I just wonder when it'll start to feel…like life, you know? God, then there's part of me that's afraid for it to start feeling like life, because what happens if I get too comfortable? How am I supposed to move and start over? Will it be harder or easier? Does it ever feel like what I thought it would feel like? Will I ever love my routine and my day? Will I ever feel satisfied and content with what I'm doing?

Sometimes you don't plan. Sometimes you just go with the flow and things work out nicely. My best friend found a job right before she graduated that began right after she graduated. It was a nice job doing nothing she ever knew she wanted to do, but she liked it. She fit in. She was making good money. She found an amazing apartment. She bought the car she always wanted. She was content. She was satisfied. Then, out of no where, she came into work and was laid off. No warning, no idea the company was having lay offs. Everything was going well, things were easy. They weren't perfect. She was scared too about her life, about what she was doing, about what that all meant. Life was not smooth sailing, but she did like it. And then, it was taken away. So now what? She narrowly escaped what I'm going through now, and then it punched her in the face and robbed her of security. What can we rely on these days?

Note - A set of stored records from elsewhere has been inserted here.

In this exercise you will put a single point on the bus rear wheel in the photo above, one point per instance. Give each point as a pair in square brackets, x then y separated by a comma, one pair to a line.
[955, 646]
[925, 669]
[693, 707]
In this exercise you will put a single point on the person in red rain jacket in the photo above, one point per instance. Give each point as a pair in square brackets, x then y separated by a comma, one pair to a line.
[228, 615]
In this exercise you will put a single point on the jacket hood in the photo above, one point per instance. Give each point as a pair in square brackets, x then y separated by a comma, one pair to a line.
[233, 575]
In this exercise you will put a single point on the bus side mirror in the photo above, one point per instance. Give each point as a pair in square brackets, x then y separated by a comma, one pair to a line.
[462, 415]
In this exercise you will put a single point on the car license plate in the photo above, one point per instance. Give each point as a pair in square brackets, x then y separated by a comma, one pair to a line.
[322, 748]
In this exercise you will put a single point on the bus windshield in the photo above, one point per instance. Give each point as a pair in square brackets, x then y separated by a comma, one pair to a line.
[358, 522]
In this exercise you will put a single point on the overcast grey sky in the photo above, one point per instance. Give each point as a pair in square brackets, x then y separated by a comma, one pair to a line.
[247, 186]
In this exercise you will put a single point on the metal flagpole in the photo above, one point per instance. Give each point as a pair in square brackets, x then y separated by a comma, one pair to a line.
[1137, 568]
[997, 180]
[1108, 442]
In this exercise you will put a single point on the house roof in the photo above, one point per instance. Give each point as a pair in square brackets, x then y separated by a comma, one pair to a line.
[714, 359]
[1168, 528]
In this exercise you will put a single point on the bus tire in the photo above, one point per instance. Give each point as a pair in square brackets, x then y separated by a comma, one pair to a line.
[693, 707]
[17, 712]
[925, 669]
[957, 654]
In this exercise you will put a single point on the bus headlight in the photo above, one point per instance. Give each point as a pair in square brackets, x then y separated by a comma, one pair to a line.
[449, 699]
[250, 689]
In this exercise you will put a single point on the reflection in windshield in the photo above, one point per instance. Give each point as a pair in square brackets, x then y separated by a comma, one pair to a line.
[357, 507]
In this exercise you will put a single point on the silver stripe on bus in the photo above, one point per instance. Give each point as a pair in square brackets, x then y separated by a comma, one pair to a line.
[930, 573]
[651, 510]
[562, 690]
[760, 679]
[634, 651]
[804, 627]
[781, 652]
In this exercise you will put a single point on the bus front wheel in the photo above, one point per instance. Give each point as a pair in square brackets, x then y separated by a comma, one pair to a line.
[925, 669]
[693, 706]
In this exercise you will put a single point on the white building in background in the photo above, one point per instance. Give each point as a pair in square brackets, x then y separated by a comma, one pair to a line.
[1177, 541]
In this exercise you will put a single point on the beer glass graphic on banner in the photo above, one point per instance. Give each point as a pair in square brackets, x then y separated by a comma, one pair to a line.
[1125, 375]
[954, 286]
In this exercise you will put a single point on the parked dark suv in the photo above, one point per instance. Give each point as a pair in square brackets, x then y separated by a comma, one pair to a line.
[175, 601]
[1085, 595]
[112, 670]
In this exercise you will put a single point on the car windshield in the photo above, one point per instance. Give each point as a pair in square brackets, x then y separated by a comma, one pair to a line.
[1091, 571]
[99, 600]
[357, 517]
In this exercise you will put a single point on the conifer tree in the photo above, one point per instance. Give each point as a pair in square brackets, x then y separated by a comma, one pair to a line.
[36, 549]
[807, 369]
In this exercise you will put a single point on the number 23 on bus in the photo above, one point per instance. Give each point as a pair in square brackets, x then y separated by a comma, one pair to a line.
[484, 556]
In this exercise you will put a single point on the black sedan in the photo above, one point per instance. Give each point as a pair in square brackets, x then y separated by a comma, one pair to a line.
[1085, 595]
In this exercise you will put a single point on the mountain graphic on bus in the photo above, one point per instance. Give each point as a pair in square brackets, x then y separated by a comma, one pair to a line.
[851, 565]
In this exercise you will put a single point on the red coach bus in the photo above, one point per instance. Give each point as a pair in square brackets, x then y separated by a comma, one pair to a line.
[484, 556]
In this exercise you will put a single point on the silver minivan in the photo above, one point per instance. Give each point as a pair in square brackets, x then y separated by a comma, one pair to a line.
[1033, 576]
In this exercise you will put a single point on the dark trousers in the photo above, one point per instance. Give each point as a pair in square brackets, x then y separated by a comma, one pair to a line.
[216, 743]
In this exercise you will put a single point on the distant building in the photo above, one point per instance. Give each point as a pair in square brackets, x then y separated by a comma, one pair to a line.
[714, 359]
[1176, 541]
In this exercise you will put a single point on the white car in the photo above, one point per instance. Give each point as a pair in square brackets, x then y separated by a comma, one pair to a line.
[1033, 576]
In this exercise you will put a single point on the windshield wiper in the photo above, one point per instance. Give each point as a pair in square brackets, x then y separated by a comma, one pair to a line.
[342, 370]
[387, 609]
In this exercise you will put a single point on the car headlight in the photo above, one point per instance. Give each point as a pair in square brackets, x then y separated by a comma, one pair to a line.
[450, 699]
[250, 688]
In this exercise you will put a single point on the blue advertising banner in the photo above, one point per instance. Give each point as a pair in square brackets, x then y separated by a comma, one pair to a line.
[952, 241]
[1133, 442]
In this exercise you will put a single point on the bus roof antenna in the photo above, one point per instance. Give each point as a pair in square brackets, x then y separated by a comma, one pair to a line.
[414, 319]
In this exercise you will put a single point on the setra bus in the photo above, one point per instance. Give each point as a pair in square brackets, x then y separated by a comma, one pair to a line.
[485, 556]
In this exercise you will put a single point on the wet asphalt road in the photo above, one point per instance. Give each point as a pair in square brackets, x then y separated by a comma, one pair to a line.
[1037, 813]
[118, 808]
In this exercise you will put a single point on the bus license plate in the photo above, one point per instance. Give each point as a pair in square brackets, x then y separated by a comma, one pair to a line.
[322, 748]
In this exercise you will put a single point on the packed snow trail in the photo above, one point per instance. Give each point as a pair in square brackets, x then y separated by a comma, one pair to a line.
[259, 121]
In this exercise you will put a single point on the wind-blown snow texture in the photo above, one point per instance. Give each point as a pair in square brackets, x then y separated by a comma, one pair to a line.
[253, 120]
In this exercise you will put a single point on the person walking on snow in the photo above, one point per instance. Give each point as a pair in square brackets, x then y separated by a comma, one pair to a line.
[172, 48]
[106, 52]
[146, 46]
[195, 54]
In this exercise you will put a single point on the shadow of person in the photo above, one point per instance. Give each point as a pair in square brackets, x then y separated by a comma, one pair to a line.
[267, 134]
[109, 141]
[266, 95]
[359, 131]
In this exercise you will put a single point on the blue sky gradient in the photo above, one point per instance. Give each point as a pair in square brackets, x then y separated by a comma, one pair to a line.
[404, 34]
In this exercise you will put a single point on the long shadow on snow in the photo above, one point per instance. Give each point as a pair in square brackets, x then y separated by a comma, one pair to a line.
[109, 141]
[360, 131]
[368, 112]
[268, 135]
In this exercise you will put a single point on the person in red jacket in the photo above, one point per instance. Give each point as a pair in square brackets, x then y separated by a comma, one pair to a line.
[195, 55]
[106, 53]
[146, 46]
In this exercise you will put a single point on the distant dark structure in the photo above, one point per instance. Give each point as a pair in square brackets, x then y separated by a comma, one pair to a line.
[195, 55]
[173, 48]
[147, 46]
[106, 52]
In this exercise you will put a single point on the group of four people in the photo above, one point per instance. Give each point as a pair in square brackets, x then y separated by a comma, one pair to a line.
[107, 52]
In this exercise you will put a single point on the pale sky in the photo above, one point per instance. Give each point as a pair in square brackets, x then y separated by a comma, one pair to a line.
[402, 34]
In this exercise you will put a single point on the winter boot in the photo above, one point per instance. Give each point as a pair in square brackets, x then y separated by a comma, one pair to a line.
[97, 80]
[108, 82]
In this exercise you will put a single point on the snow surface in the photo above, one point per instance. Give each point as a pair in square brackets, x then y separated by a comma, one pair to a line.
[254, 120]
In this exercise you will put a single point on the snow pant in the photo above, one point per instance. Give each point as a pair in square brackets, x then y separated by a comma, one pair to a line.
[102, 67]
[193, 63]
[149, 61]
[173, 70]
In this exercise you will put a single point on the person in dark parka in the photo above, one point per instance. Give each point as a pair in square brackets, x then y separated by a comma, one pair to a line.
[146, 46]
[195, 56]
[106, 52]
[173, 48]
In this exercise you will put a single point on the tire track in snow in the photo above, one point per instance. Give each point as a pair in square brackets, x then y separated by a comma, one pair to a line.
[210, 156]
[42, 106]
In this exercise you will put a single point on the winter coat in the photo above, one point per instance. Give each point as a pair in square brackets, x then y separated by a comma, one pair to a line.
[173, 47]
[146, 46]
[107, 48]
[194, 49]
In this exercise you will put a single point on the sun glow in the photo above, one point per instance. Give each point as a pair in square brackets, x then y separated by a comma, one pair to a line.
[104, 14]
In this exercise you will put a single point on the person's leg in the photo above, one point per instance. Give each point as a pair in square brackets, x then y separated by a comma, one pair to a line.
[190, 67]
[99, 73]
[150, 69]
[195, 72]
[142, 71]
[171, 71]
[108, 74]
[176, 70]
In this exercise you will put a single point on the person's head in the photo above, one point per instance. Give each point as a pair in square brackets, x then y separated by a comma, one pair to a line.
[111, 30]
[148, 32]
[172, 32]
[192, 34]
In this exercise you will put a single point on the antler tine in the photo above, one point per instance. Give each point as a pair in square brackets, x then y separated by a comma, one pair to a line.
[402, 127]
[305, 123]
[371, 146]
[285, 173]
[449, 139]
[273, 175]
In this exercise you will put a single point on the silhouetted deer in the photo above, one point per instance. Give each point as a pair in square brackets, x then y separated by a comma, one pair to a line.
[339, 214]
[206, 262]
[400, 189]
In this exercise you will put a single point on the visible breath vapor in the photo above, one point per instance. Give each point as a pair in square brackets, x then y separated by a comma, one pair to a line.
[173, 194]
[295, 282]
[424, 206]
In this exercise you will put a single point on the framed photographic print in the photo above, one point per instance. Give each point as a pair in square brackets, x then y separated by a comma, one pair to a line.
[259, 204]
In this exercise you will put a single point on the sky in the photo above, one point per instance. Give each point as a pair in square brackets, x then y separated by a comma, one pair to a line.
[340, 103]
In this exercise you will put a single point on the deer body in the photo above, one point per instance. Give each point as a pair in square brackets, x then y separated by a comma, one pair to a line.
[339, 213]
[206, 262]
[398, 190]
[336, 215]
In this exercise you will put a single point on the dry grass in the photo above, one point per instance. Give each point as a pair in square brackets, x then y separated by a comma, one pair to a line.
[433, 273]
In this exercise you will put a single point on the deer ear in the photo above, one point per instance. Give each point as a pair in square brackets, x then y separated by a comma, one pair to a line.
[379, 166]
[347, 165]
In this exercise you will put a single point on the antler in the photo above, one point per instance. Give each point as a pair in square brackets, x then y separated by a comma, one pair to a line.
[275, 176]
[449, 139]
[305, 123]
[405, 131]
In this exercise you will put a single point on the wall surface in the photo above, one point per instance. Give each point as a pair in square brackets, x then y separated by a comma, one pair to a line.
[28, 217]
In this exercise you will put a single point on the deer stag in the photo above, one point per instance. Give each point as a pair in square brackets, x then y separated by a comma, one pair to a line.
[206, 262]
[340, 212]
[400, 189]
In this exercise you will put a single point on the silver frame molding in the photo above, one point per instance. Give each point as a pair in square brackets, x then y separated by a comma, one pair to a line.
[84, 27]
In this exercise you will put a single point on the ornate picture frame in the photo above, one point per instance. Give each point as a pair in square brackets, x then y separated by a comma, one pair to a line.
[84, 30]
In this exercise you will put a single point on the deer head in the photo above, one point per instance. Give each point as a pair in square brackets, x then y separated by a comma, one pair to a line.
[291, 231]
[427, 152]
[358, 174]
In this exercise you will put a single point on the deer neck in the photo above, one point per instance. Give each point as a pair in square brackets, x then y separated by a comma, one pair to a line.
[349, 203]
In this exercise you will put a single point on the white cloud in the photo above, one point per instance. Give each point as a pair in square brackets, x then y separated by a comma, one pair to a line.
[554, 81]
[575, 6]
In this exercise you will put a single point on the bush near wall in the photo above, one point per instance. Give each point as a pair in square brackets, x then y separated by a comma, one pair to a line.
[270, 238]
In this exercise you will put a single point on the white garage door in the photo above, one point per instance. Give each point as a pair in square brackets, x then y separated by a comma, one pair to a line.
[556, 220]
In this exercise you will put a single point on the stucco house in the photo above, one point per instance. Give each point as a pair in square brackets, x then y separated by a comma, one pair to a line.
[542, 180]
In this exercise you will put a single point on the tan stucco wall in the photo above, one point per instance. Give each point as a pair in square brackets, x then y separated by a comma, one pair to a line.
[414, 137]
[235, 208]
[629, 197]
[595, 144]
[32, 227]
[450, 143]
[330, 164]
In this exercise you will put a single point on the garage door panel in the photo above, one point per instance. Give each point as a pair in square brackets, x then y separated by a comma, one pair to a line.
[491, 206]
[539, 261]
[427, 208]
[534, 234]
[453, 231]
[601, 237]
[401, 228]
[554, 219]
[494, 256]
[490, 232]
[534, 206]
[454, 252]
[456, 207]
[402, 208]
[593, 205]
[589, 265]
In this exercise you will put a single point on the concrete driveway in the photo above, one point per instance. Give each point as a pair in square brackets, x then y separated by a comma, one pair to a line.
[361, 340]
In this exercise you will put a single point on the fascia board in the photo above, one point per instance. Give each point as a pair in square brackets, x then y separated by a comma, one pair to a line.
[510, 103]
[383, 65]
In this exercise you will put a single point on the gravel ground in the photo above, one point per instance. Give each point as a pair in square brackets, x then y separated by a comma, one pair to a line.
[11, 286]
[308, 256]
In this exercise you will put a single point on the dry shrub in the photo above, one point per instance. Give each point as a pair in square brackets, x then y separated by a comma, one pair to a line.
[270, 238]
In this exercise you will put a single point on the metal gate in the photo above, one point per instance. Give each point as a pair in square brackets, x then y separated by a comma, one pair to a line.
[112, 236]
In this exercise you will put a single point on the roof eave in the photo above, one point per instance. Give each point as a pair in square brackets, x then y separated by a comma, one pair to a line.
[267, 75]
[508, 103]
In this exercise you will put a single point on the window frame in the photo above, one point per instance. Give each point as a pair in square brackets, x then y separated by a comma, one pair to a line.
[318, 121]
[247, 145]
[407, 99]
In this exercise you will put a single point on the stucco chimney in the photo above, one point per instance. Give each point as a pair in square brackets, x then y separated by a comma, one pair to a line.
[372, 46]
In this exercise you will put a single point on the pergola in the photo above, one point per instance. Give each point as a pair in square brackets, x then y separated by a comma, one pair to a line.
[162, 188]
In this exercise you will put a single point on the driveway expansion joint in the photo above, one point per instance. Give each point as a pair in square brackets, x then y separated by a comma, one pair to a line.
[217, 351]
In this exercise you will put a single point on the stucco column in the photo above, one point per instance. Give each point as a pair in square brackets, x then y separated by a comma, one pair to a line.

This lesson becomes clearer and clearer to me as I write: we cannot rely on things outside of our control. We need to pay attention to what we can control, to our feelings, to our relationships, and we work on what we can work on. When a wave comes to knock us down, we have to know what we have in life, and use our support system to pick ourselves back up and start again. Our support system can range from boyfriends to our own sense of self-respect. We have to utilize what we have, which may not always be a lot. Even if I find the perfect job, I may not be able to keep it. I may discover I want to do something else, I may discover a lot of things that makes my life nothing less than pure complication and discomfort for long periods of time. Maybe if we KNOW that life has this weakness, this brokenness and unreliability, we can come to expect much less of it. I'm not talking about cynicism and thinking the world sucks so if ANYTHING does go right, it's a pleasant surprise. I am talking about having an understanding that life won't always go your way, so that when shit does hit the fan - though it will still suck a lot, it won't be the end of the world. We will KNOW that life does go on, because sometimes we allow too many things in our life to feel like life or death. It's not healthy, and it's not help helping.
Growing up seems to be about gaining the ability to draw the line between illusions and dreams. Wisdom becomes learning what it is we need to let go of, and what it is that we need to pursue. We should fight to for everything we want, but know that getting everything we want won't ever achieve perfection. Perfection is about balance, not pure gain. It's a good thing to know, but it's a shame we all have to discover this the hard way.